我有两个输入：一个fasta文件和一个panda数据帧。在

fasta文件如下所示：

> sp|P00001| some text here 1 MKLLILTCLVAVALARPKHPIKKVSPTFDTNMVGKHQGLPQEVLNENLLRFFVAPFPEVFGKEKVSLDAGPGMCSRNE >sp|P00002| some text here 2 MSSGNAKIGHPAPNFKATAVMPDGQFKDISLSDYKGKYVVFFFYPLDFTFVCPTGLGRSSYRATSCLPALCLP >sp|P00003| some text here 3 MSVLDSGNFSWKMTEACMKVKIPLVKKKSLRQNLIENGKLKEFMRTHKYNLGSKYIREAATLVSEQPLQN

这是我的第二个输入，熊猫的数据框（2列'ProteinID'和'Phosphopeptide'）

输出

我的输出是写入数据帧的新列，如下所示：

ProteinID -- Phosphopeptide -- NewColumn P00001 -- KVSPT*FDTNMVGK -- IKKVSPTFDTNMV P00001 -- SLDAGPGMCS*R -- AGPGMCSRNE P00003 -- LDS*GNFSWKMTEACMK -- MSVLDSGNFSWK

请注意，后两行在它们各自蛋白质的末端或开始处含有肽，因此我们在这些情况下不需要提取12个氨基酸。在

我有一个困难的时间（很少的编程经验）写这个程序，并将非常感谢任何帮助（建议，提示，函数等）。在

2条回答

网友

1楼 · 编辑于 2024-09-29 19:34:36

下面是一个提取相关子字符串的函数：

def flank(seq, pp):
    # 1: find the position of the AA preceding the '*' marker in the
    # phosphopeptide
    marked_pos = pp.find('*') - 1
    if (marked_pos < 0):
        raise ValueError("invalid phosphopeptide string")

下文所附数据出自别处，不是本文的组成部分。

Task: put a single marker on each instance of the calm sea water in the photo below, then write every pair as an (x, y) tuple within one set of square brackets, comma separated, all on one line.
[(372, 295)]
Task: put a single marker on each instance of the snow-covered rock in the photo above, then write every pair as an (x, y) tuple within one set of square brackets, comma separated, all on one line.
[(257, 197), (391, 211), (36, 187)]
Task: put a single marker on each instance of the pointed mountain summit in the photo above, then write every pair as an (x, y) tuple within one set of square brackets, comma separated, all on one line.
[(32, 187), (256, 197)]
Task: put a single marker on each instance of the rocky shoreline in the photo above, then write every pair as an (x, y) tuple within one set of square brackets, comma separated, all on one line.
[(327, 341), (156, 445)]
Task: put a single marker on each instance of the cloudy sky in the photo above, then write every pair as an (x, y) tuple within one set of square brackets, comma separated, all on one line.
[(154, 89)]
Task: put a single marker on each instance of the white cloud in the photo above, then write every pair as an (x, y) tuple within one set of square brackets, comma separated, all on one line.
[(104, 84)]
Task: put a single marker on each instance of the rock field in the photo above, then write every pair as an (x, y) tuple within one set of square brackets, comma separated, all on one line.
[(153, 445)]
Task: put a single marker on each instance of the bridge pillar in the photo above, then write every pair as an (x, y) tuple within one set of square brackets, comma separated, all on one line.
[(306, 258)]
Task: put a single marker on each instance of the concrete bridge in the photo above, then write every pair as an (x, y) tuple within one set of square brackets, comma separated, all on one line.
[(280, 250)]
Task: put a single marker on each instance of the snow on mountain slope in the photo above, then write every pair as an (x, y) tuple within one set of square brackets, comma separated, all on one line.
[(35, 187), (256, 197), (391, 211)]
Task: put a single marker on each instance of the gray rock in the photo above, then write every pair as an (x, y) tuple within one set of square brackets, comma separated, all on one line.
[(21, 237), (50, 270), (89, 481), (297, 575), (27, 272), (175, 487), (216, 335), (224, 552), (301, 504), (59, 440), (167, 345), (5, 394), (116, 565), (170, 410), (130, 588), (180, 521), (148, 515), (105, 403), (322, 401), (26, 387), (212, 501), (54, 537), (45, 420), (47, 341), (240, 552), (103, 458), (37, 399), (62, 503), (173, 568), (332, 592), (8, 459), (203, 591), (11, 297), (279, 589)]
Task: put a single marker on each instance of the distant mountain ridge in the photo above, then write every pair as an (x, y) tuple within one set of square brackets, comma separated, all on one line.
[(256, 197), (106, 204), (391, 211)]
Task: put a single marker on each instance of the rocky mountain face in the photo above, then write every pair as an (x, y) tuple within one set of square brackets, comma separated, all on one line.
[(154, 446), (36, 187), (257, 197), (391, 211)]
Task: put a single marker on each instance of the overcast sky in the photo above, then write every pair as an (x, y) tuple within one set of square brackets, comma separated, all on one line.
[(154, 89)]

    # 2: find the phosphopeptide (without '*') in the sequence
    pp_pos = s.find(pp.replace('*', ''))
    if pp_pos == -1:
        raise ValueError("phosphopeptide not found in the sequence")

    # avoid a negative starting index
    start = max(0, pp_pos + marked_pos - 6)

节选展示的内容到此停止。